Even with all of the latest and greatest, the lakes are still dangerous for the unprepared and inebriated. The 3 basic rules of safe boating still apply.
1) Take a boater safety course, no matter how long you have been captain of your ship. A brush up on the lap top might make you say “oh yeah” a time or two. Only 12% of the people that died in recreational boating accidents last year did so on vessel’s where the operator had earned a nationally approved boating safety education certificate.
2) Wear it. Life preservers have become smaller, sleeker, less cumbersome and a whole lot more comfortable over the past few years. Invest in something that you can live with wearing all day, and after the unthinkable happens, you’ll more than likely live to tell about it. 78% of boating fatalities are drownings. 84% of those drownings were not wearing a life vest.
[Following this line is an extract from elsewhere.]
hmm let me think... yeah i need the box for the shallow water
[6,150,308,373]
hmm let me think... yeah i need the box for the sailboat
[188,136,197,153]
3) Don’t drink before or during your outing. You need you reflexes, judgement, alertness and coordination while on the water. The fines from a boating while intoxicated could have bought a nice upgrade in your on the water transportation too. Alcohol use is the leading known contributing factor in fatal boating accidents. It is the leading factor in nearly one fourth of recreational boating deaths.
Data used is from the U.S. Coast Guard, released May 13, 2015.
So use safe boating and fishing week as your excuse to upgrade the fish finder and go fishing…with your iced tea…and vest…and certificate! See ya on the water!